Konsumtrend: Nicht der Preis macht den Luxus

Laut einer aktuellen Studie sind sich Deutsche, Amerikaner und Chinesen in Einem einig: Nicht der Preis ist ausschlaggebend dafür, was als Luxus gilt. Vielmehr werden heute Werte wie individuelles Wohlergehen und Lebensqualität als erstrebenswert. Wohnen wiederum hat in Bezug auf Luxus einen besonderen Stellenwert: Es wird gleichgesetzt mit individueller Selbstentfaltung.

Luxus muss nicht teuer sein. Zu diesem nicht ganz unerwarteten Ergebnis kommt die Studie „Bezahlbarer Luxus“ des Frankfurter Zukunftsinstituts im Auftrag des Sanitärunternehmens Grohe, das eine repräsentative Online-Umfrage (April bis Mai 2016) unter Deutschen, Amerikanern und Chinesen analysierte. Luxuriöse Produkte sollen sich demnach vor allem durch Qualität und Komfort auszeichnen, um das Leben zu erleichtern und Zeit zu sparen. Gleichzeitig wächst das Bedürfnis nach bezahlbarem Luxus.

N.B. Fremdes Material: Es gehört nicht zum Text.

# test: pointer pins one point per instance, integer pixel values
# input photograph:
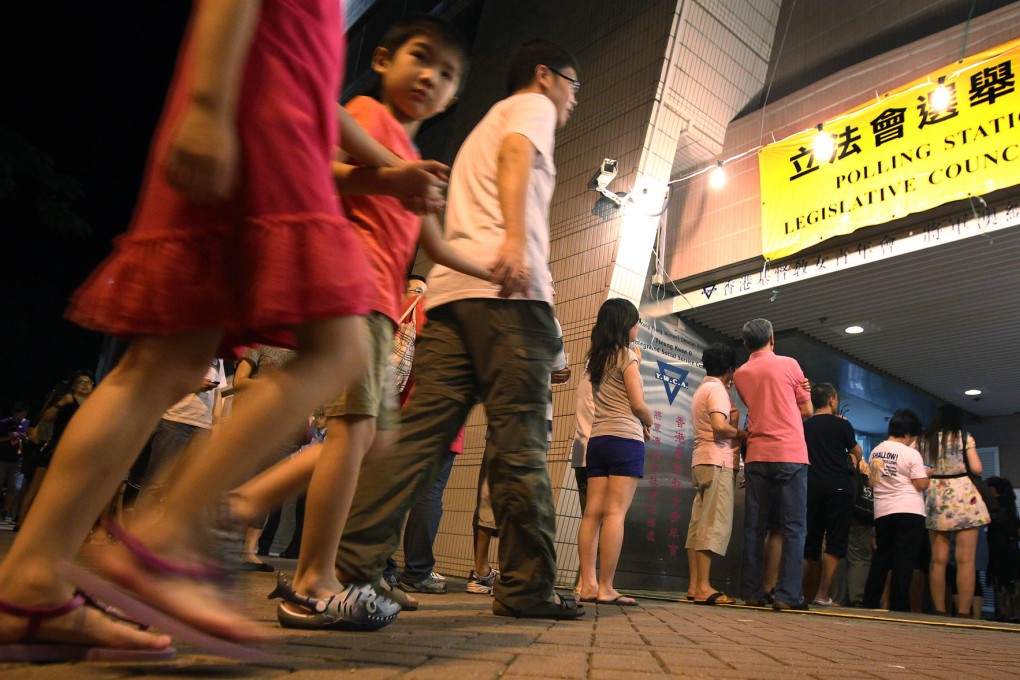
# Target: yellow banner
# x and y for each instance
(901, 155)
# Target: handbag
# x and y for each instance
(402, 355)
(864, 500)
(987, 493)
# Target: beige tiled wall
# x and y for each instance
(709, 229)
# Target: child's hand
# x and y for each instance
(419, 186)
(202, 160)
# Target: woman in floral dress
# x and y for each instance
(954, 508)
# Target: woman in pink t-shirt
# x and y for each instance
(899, 476)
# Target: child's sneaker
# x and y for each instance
(482, 585)
(429, 584)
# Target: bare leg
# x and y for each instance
(811, 580)
(93, 456)
(252, 535)
(270, 489)
(481, 540)
(620, 492)
(936, 575)
(329, 495)
(30, 493)
(966, 540)
(333, 354)
(588, 535)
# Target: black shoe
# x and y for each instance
(779, 606)
(562, 608)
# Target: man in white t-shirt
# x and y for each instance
(716, 456)
(191, 416)
(489, 342)
(898, 476)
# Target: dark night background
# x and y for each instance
(84, 83)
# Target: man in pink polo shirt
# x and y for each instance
(776, 464)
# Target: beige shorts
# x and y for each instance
(712, 514)
(375, 393)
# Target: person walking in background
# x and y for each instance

Beim Thema Wohnen und Einrichten vermischen sich materielle und immaterielle Vorstellungen von Luxus. So zeigte etwa die Installation „Das Haus“ auf der letzten internationalen Einrichtungsmesse imm cologne 2016 eine kreisrunde, nur durch bewegliche Vorhänge begrenzten Raum, der für Designer Sebastian Herkner für Offenheit und Gastfreundlichkeit stehen sollte. Bei der Innenausstattung mixte er demokratisches mit exklusivem, handgearbeitetem Design.

Weltweit schätzen die Menschen hohen Wohlfühlkomfort und betrachten den Wohnraum als Oase zum Entspannen (Deutschland 78 Prozent, USA 69 Prozent, China 84 Prozent). Ihnen ist wichtig, dass der Wohnraum Gesundheit und Wohlbefinden positiv beeinflusst (Deutschland 78 Prozent, USA 60 Prozent, China 84 Prozent), denn er leistet einen bedeutenden Beitrag zum verbreiteten Lebensziel, gesund und fit zu sein. Laut Statistischem Bundesamt investieren deutsche Haushalte 40 Prozent ihrer jährlichen Ausgaben in Wohnen und Einrichtung. In den USA sind es 32 Prozent, in China 25 Prozent.

Der Wertewandel zeigt sich auch daran, dass Luxus kaum noch mit Status und materiellem Reichtum gleichgesetzt wird. Nur noch elf Prozent der Deutschen, 21 Prozent der US-Amerikaner und 35 Prozent der Chinesen der Aussage zu, dass sie Produkte als luxuriös empfinden, wenn diese überdurchschnittlich viel kosten. Es geht vielmehr darum, sich selbst etwas Gutes zu tun.

Wohl nicht ganz ohne Grund spielt in China der Besitz von viel Geld (69 Prozent) und die Möglichkeit, sich viele Dinge leisten zu können (81 Prozent), nach wie vor eine wichtige Rolle. Denn hier ist nicht nur das kulturelle Verständnis von materiellem Besitz ein anderes – auch die Demokratisierung von Luxus ist in China eine jüngere Entwicklung.

Die Studie belegt nicht nur, dass den Menschen die Ausbildung einer starken Identität wichtiger ist als die Außendarstellung. Sie zeigt auch, dass Luxus immer weniger als etwas Exklusives angesehen wird. Selbst anspruchsvolle Konsumenten sind der Ansicht, dass Luxus auch preiswert zu haben sein kann. Gründe für die Demokratisierung des Luxus sind vor allem der technische Fortschritt, der allgemeine Wohlstandszuwachs, die Globalisierung und der einfache Zugang zu typischen Luxusangeboten über das Internet.